I designed and drew up my first theme of Surprisingly Sane at the beginning of my insanity, right around the time April was born. We used to own a website design business- James’ idea. He was miserably bored at his software engineering position at a huge corporation (whose name which I won’t disclose) and needed something to fulfill his manic mind (yes, I do think he has a lesser form of bipolar… always have, even before I was diagnosed… and if you knew him really well, you’d see it, too…). I hated owning that business because while there were a few awesome clients, the rest were flakes with no concept of “Um, please STOP changing your mind and waiting six months to tell me.” Annoying. Additionally, I became weary of designing the page and waiting for months before James could sit his ass down to implement it. He was going through a busy, flaky, stressful time of his life, and his inability to stay on the ball and not procrastinate ended up with clients calling me demanding their damn site and their money back… understandable, but my hands were tied because I didn’t have the ability to play co-partner’s role. But more than that, I came out looking like the asshole who wasn’t doing her job, which I felt was painful to my integrity.

(Sorry, James, that has always bothered me to no end, and I was gonna say, “Last time I ever do business with you,” but we’ve been doing business together for 11 years in one way or another, and I must say, we rock at it now!)

Now, my old theme for Surprisingly Sane, as well as the name, appeared during that time. I was starting to lose my mind when I designed it, and a running joke between James and I was the idea of being “Surprisingly Sane.” I had another blog called “Life on the Less Beaten Path” that I had been blogging in for quite awhile, but it dawned on me that a blog named after our running joke might be perfect for me.

The flowers came from me just messing around with a new tool technique I learned in Illustrator. I pieced them together and ended up with those brightly colored- almost garish- vines of slightly chaotic flow, and I thought, “Ha ha… those kind of describe me in a lot of ways.” I LOVE bright colors (did you know my favorite color is turquoise?), contrary to what many might imagine, and my house is full of bright walls and decor. I played with using those designs on a web page, and it dawned on me that it felt very “me” and very comfortable and I liked the idea of starting a blog with that theme. Insert “A Surprisingly Sane Blog.”

When we moved to Seattle, we closed our LLC, and I haven’t designed a website since. And in the meantime, I switched from a PC to a Mac and never bought the Adobe Suites version for my new computer- too expensive. The last almost-3-years since I gave birth to April have been such a crazy mental disaster and adventure during which I’ve thought numerous times that I should 1) close my blog entirely, 2) redesign my page on a regular basis, 3) rip my hair out and laugh and scream and cry about the fact that I have admitted to the cyber-world just how messed up I am from time to time.

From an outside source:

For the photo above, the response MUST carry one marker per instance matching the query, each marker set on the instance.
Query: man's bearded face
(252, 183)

I’ve done neither of those. And instead, I’ve decided that keeping my blog going is not only in my own best interest, but helpful to the hundreds of new moms and mental health disorder survivors who have sent me emails and taken the time to write me comments. And the fact that my blog has recently been named one of the top 25 blogs on mental health has made me realize that it is, indeed, worth keeping around.

So I decided that instead of re-blocking comments or doing away with Surprisingly Sane altogether, I would just make a physical appearance change to keep things fresh and interesting for myself. My flowers theme served me well for three years, but I was just ready for a change.

Regarding this particular theme: I like it a lot- it’s so pretty with the turquoise, and I love the contrasting orange-ish yellow sidebar. It’s a little quieter than I’m used to, and I miss the bright colors. It doesn’t actually feel like “me” on the inside, but it’s hard to re-design one that does without the proper tools to do it. One of these days I’m going to bit the bullet and purchase the necessary software programs… but in the meantime, I’m going to get to know this theme and make it a part of how I view my blog personality.